The most important thing to know about an air filter, other than its size, is its Minimum Efficiency Reporting Value rating, or simply MERV. The higher a filter’s MERV rating, the smaller the particles that will be removed from air circulation. MERV ratings are between 1-20.
- MERV 1-4
- Will prevent circulation of: pollen, dust mites, sanding dust etc.
- Typically used in window air conditioning units
- MERV 5-8
- Will prevent circulation of: mold, spores, pet dander, etc.
- Very common in homes and commercial buildings
- MERV 9-12
- Will prevent auto emissions, lead dust, welding fumes, etc.
- A very good residential and commercial air filter
- MERV 13+
- Will prevent all bacteria, tobacco smoke, paint pigments, etc.

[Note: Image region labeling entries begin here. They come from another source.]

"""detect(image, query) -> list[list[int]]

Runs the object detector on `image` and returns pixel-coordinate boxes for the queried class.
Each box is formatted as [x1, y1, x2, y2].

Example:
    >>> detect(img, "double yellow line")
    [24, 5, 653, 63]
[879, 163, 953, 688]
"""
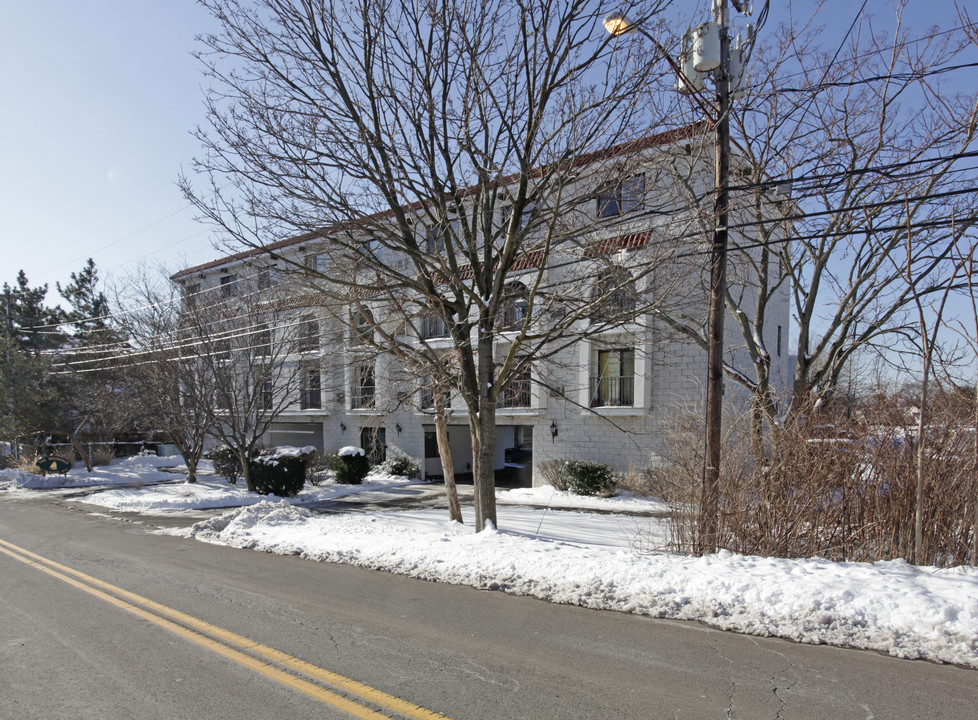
[0, 540, 447, 720]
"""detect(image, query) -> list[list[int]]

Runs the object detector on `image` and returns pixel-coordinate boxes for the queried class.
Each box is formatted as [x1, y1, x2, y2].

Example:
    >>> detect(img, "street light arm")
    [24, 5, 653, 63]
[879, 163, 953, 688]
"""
[602, 13, 713, 117]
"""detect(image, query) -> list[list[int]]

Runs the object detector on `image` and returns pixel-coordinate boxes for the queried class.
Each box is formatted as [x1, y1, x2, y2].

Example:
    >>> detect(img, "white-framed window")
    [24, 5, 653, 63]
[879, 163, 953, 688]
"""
[589, 348, 635, 407]
[591, 265, 638, 320]
[418, 311, 449, 340]
[497, 282, 530, 332]
[258, 378, 272, 410]
[220, 275, 238, 298]
[296, 317, 319, 353]
[299, 365, 323, 410]
[496, 363, 533, 410]
[598, 174, 645, 218]
[350, 361, 377, 410]
[254, 323, 272, 357]
[350, 308, 374, 345]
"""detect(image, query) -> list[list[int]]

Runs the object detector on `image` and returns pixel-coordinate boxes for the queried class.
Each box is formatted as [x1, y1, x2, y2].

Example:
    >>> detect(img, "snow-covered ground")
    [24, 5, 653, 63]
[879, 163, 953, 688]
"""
[0, 458, 978, 668]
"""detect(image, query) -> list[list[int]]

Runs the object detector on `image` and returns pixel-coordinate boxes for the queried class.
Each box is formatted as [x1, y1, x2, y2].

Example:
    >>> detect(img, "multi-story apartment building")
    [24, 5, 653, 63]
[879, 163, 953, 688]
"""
[172, 126, 789, 484]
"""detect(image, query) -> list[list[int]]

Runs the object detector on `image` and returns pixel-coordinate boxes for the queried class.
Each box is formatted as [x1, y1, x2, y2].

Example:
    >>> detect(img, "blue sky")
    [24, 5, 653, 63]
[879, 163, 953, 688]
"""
[0, 0, 978, 301]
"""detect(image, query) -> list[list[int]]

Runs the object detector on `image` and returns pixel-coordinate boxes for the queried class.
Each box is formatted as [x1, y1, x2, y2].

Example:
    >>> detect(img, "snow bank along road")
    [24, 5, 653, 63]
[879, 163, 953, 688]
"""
[0, 496, 978, 720]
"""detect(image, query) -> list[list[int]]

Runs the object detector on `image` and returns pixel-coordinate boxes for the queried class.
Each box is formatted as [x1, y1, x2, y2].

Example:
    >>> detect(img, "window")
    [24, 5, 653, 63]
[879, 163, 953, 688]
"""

- Will keep the air quality nearly pristine
- Can be used in homes but it is more common in hospitals and surgery areas
Poor indoor air quality inside the home can cause or aggravate health problems, especially in children and the elderly. Indoor air quality problems are caused by products that off-gas VOC’s and other contaminants into the home, as well as dust and particles such as pet dander or pollens that become airborne. If you have a home with a central air conditioning system, chances are you can reduce some of these airborne contaminants by better understanding the differences between existing air filters on the market. Three things are important to remember about improving indoor air quality:
- Remove sources of airborne contaminants by choosing products that don’t off-gas harmful chemicals.
- Making sure that fresh air is exchanged in the house, helping to dilute contaminants and carrying pollutants out of the house.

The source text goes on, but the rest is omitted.